Mark Knopfler is a badass. My generation seems to only remember the former Dire Straits frontman because he wrote “Money For Nothing”, but that passing knowledge can only be described as their loss. His clean guitar riffs and reserved sense of humor have made him a legend, and his fifth solo effort, Kill To Get Crimson, proves exactly why he’s worthy of that esteemed title.

From start to finish and every song in between, this record oozes knowledge and grace. Like the best Modernist authors, Knopfler seemingly implores a stream of consciousness, using his lyrics to paint vivid, disjointed stories from the first person narrative. His delicate, seasoned voice provides a soothing backdrop to the intricate and lovely guitar riffs. The entire disc really serves as a nice juxtaposition to the up-tempo passion he made famous with Dire Straits.

Some Rock N Roll enthusiasts might be miffed at the reserved turn he has taken with his solo work, and while this disc certainly cements that musical change, it’s actually in this structure that Kill To Get Crimson finds its voice. Like a wise sage, Knopfler teaches with subdued rhythms and shines with dry wit. I was surprised at how subtly funny some of these tracks are, but any doubt of its humor is shored up by “Secondary Waltz.”

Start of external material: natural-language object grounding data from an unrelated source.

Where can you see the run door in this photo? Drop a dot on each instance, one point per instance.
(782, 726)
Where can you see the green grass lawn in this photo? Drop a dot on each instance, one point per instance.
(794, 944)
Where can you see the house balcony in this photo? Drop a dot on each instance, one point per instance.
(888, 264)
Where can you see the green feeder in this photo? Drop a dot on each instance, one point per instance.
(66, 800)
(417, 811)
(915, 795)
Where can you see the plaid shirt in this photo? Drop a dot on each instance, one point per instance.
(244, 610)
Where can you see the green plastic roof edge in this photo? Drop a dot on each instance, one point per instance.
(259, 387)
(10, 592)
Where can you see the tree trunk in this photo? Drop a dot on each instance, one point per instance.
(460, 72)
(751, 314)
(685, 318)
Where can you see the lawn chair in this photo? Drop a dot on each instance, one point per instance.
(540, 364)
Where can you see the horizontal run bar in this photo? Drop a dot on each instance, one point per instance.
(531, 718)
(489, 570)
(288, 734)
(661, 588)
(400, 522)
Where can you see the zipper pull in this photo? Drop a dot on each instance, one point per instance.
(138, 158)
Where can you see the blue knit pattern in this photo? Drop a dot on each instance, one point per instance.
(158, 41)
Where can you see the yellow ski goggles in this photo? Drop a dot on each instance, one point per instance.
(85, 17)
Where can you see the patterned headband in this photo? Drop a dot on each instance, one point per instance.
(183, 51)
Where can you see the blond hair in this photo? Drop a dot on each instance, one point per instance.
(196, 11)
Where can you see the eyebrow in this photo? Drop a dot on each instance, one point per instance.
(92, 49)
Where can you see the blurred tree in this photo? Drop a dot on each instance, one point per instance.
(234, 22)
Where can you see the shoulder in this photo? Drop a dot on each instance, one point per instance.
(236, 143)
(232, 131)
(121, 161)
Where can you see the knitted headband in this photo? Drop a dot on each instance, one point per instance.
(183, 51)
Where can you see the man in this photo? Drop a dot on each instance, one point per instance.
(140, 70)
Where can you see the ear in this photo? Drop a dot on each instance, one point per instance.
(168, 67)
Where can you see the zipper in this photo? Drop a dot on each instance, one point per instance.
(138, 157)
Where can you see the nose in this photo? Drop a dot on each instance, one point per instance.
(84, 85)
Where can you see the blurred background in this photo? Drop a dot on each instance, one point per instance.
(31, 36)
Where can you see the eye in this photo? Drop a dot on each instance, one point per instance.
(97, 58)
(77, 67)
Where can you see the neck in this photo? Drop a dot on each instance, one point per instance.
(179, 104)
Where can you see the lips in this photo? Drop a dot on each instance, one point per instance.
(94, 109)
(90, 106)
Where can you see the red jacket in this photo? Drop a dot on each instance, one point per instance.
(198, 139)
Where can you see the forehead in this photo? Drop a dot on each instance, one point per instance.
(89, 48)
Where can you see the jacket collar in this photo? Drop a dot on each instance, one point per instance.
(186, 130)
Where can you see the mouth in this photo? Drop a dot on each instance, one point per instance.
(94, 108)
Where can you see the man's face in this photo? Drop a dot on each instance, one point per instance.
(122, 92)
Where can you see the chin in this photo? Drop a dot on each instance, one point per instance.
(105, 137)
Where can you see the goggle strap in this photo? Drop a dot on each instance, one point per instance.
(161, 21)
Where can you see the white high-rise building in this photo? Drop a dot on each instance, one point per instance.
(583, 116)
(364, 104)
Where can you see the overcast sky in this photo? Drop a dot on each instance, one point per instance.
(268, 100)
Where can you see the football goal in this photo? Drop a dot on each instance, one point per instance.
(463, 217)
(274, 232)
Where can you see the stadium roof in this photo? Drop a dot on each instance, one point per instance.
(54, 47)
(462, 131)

If you were wetted by the thought of The Donnas’ new CD this week, than this record probably isn’t for you, but if you can’t get enough of noted songsters like Tim Buckley or Leonard Cohen, than you need to purchase this release immediately. It’s not exactly brimming with number one singles, but in the words of an idealistic socialist, every one is equally good in its own way. Karl Marx would have liked this CD, and I do too.